Now he finds himself in a bind. The people have been out protesting through extreme heat and monsoon rains. At first they were peaceful. Millions would gather on the lawn of City Hall and show their disregard for the countries new found leadership. To put this into perspective, the last time they had protests of this size it brought down the ruling government and Korea changed forever from a military dictatorship into a democracy.

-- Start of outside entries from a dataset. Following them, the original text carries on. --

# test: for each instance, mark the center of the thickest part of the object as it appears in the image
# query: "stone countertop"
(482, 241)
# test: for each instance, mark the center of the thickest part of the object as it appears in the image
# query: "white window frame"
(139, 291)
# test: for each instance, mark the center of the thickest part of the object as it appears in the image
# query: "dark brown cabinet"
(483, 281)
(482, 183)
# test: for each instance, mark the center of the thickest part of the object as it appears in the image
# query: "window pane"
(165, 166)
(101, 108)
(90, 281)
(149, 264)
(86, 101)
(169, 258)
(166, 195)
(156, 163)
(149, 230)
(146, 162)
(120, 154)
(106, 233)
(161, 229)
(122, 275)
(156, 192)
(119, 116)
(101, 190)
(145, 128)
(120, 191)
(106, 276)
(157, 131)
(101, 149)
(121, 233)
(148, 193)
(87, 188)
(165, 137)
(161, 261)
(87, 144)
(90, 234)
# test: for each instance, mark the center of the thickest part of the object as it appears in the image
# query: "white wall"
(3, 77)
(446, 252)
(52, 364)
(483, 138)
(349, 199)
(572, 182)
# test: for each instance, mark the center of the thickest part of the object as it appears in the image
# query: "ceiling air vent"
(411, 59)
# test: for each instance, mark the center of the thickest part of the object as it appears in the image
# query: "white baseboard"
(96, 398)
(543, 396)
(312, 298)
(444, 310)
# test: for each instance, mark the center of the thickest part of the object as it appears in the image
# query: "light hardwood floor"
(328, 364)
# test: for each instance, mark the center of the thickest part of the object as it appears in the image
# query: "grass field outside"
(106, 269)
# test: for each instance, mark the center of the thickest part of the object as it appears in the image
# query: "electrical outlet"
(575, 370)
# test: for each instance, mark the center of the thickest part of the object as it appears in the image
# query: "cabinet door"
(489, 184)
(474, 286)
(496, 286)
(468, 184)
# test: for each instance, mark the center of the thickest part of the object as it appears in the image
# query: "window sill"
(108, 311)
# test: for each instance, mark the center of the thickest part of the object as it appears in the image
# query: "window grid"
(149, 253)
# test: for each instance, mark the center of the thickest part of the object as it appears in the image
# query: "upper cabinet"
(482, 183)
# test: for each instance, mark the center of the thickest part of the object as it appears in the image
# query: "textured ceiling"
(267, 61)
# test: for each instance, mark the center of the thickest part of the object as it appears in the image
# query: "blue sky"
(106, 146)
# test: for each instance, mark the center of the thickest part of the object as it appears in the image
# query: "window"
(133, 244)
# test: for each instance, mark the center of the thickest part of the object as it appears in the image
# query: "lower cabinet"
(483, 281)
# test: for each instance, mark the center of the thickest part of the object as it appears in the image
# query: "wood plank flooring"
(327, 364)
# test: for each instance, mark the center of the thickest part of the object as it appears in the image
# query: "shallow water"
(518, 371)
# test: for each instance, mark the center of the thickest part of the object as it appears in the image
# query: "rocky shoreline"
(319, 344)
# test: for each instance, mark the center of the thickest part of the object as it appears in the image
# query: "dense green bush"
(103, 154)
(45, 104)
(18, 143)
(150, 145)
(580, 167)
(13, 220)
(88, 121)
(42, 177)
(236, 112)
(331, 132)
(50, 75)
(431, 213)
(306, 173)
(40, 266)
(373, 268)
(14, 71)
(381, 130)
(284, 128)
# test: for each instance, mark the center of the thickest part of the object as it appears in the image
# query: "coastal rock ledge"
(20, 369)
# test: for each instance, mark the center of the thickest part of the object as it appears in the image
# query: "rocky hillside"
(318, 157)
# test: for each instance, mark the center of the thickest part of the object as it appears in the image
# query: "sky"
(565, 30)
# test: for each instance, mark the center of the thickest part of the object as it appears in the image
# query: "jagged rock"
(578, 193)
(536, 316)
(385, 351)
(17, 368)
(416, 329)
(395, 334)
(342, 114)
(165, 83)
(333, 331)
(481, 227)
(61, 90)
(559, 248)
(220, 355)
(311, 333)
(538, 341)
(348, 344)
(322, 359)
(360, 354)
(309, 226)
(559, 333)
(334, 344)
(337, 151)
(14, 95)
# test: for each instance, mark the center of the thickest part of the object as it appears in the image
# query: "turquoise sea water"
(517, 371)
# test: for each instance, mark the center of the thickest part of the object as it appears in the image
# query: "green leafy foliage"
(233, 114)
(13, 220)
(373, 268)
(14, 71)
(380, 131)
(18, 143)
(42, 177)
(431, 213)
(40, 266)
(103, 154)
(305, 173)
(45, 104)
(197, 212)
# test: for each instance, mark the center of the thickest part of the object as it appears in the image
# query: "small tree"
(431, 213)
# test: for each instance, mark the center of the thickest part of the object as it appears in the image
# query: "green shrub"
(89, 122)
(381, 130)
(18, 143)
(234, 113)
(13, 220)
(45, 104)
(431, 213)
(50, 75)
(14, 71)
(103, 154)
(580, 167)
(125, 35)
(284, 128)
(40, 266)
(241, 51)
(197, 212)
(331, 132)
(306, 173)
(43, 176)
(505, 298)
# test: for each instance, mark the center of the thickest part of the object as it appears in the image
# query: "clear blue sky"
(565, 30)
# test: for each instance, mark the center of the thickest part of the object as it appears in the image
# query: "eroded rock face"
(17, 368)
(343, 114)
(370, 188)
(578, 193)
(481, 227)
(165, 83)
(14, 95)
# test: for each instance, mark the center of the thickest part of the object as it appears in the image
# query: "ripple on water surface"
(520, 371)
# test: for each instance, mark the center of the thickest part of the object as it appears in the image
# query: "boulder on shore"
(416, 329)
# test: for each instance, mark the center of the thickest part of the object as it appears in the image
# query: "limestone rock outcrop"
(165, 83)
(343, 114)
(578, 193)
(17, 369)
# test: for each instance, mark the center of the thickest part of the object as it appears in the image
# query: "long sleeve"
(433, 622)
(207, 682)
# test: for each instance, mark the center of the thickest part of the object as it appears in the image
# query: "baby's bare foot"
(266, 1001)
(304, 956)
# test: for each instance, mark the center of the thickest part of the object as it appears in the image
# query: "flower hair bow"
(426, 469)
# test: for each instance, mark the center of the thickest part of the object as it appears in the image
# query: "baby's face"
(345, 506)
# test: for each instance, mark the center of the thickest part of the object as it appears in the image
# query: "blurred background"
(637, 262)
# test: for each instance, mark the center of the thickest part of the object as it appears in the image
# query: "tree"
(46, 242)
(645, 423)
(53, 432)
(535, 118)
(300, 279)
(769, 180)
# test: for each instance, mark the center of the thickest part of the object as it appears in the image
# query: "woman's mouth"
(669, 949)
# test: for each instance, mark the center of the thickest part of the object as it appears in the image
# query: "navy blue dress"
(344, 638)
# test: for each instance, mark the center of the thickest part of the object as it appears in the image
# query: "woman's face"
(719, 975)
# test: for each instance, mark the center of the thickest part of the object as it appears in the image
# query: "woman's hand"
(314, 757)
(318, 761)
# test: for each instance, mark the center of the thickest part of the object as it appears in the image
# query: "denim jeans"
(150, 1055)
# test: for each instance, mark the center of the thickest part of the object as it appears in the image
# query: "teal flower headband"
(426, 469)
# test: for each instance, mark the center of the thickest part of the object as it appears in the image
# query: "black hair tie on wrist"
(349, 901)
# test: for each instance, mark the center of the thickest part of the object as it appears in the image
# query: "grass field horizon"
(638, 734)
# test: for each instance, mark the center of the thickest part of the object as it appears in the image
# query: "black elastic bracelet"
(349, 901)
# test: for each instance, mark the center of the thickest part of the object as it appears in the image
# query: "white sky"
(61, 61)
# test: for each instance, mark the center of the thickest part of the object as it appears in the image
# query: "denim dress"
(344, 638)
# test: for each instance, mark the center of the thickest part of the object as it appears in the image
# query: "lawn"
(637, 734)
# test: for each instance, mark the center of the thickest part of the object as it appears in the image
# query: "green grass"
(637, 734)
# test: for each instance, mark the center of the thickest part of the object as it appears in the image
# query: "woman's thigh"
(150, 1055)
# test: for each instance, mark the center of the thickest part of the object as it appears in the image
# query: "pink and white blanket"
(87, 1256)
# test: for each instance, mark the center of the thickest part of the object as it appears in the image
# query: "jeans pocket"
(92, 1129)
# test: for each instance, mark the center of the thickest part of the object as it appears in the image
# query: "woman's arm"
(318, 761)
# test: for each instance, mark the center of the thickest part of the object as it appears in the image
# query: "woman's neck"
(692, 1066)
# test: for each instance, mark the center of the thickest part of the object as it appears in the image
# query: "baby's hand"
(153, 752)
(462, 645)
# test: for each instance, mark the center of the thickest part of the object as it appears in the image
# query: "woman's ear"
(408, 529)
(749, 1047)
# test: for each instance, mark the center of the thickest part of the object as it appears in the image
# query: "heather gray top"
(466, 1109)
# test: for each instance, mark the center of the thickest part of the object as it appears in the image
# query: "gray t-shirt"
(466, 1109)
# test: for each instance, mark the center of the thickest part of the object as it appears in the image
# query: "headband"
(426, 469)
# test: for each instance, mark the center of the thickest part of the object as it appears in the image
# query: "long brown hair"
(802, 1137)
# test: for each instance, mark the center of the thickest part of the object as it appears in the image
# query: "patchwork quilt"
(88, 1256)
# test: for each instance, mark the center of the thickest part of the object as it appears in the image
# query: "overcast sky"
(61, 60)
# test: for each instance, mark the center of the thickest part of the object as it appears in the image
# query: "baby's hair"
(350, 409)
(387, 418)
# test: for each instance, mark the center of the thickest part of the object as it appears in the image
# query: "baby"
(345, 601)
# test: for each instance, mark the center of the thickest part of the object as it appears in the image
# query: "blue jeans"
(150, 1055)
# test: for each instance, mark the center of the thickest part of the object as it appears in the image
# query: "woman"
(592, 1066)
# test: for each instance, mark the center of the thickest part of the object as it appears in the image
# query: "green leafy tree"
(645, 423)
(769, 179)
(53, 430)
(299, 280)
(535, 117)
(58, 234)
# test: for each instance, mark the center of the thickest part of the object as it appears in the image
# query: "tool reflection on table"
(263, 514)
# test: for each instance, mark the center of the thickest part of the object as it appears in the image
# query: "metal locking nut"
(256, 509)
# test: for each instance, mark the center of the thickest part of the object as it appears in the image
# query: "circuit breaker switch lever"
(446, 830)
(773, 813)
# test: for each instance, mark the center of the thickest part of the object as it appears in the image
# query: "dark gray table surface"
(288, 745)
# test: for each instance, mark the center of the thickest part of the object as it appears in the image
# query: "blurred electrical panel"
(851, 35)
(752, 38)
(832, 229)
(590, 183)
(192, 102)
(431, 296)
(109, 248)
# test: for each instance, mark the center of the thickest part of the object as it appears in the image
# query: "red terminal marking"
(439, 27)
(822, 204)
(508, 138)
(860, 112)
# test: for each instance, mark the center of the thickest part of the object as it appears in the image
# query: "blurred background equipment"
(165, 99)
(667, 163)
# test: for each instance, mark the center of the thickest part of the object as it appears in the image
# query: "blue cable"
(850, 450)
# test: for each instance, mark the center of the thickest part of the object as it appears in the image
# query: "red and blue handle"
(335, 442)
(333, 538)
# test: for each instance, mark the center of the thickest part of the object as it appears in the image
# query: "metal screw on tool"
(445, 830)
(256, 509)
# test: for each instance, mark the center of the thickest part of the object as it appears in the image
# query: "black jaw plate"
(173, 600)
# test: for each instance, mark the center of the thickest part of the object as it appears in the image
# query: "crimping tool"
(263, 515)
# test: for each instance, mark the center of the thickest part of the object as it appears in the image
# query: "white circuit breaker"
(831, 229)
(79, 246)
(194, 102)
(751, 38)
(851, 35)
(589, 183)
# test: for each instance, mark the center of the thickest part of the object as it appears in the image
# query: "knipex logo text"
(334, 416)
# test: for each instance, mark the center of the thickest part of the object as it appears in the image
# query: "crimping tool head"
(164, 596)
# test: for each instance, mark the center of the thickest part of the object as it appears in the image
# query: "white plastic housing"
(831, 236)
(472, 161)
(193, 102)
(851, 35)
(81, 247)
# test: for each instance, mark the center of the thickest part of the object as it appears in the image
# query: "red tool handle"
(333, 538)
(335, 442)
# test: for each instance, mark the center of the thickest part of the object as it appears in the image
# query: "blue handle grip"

Yet, at this point it was a family event. It was a sort of twisted way to claim family time. Middle school students ran through the crowded streets with signs that stated, "OUT LEE MYUNG BAK" and "RENEGOTIATE WITH THE STATES OR GET OUT OF OFFICE". Some carried large stop signs with Mr. Lee's name written on them and many had personalized t-shirts stating their opinions of disgust.

-The Korean police force...could you take these guys seriously?
That's what I thought. Neither do we!-

Now, over three months later, the protests still continue. But they are no longer family affairs. There is a hint of violence in the air. In one weekend I heard that hundreds of citizens as well as riot police were sent to the hospital with injuries. The catholic priests have moved onto the City Hall lawn to hold prayer vigils which encourage Lee Myung Bak to heed the people and for the people to seek resolution through peaceful terms. Trev and I tend to stay clear of the downtown area.

-A smaller group of protesters sitting in the streets.-

Mr. Lee is still in office and still digging his proverbial grave a little deeper with every foreign relation that he botches up. The Koreans are now angry with him for his dealing with the North about the shooting of the South Korean tourist and about his dealing with Japan over the island of Dokdo, which both countries claim is their land.

Poor Mr. Lee, can't seem to do anything right these days.